Mr. Tiber was dramaturge for the National Theater of Belgium. As a professor of comedy writing and performance, he has taught at The New School and Hunter College (CUNY) in New York City; he had previously earned a B.F.A. from the latter.
His first novel, Rue Haute, was an instant bestseller in Europe and was published in the U.S. as an Avon Paperback under its English translation, High Street. The novel was made into a 1976 French-language feature film. Adapted and directed by Andre Ernotte, it won the top prize at the New Orleans Film Festival. Mr. Tiber appeared in Rue Haute, alongside stars Mort Shuman and Annie Cordy.

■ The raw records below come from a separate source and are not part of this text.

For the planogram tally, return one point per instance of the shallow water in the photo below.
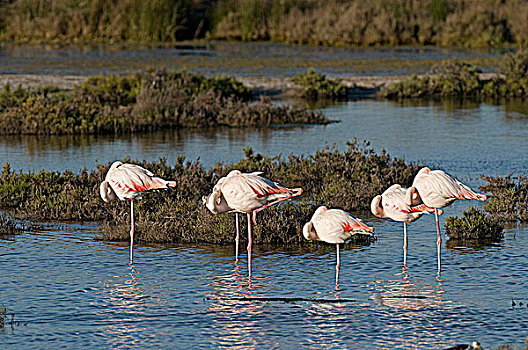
(240, 59)
(69, 291)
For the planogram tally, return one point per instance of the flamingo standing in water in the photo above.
(129, 181)
(246, 193)
(334, 226)
(437, 189)
(391, 204)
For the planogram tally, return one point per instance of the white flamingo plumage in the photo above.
(246, 193)
(437, 189)
(334, 226)
(391, 204)
(129, 181)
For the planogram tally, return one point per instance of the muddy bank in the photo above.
(360, 86)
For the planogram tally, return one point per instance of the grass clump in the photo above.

As a humorist, Mr. Tiber has appeared on CNN, NBC, CBS, CNBC, and 20/20, as well as on television shows in France, England, Tokyo, Moscow, Berlin, and Belgium (where he starred in the popular RTB-TV comedy series Sketch-Up) . He has also performed his one-man stand-up show, Woodstock Daddy, for clubs, theaters, and television.
Mr. Tiber’s memoir Taking Woodstock: A True Story of A Riot, A Concert, and A Life, which he wrote with Tom Monte, was first published in the U.S. in August 2007 by Square One Publishers. Among his other books are the nonfiction Knock on Woodstock, published in 1994, which included many of his own photographs documenting the Woodstock Music and Arts Fair; and the Dutch-language Jacques Brel Blues.
He was recently named an Honorary Board Member of The Gay American Heroes Foundation (GAHF). He has been recognized by The New York Times as a “gay-rights pioneer,” and remains proud of his role in the 1969 Stonewall Riots.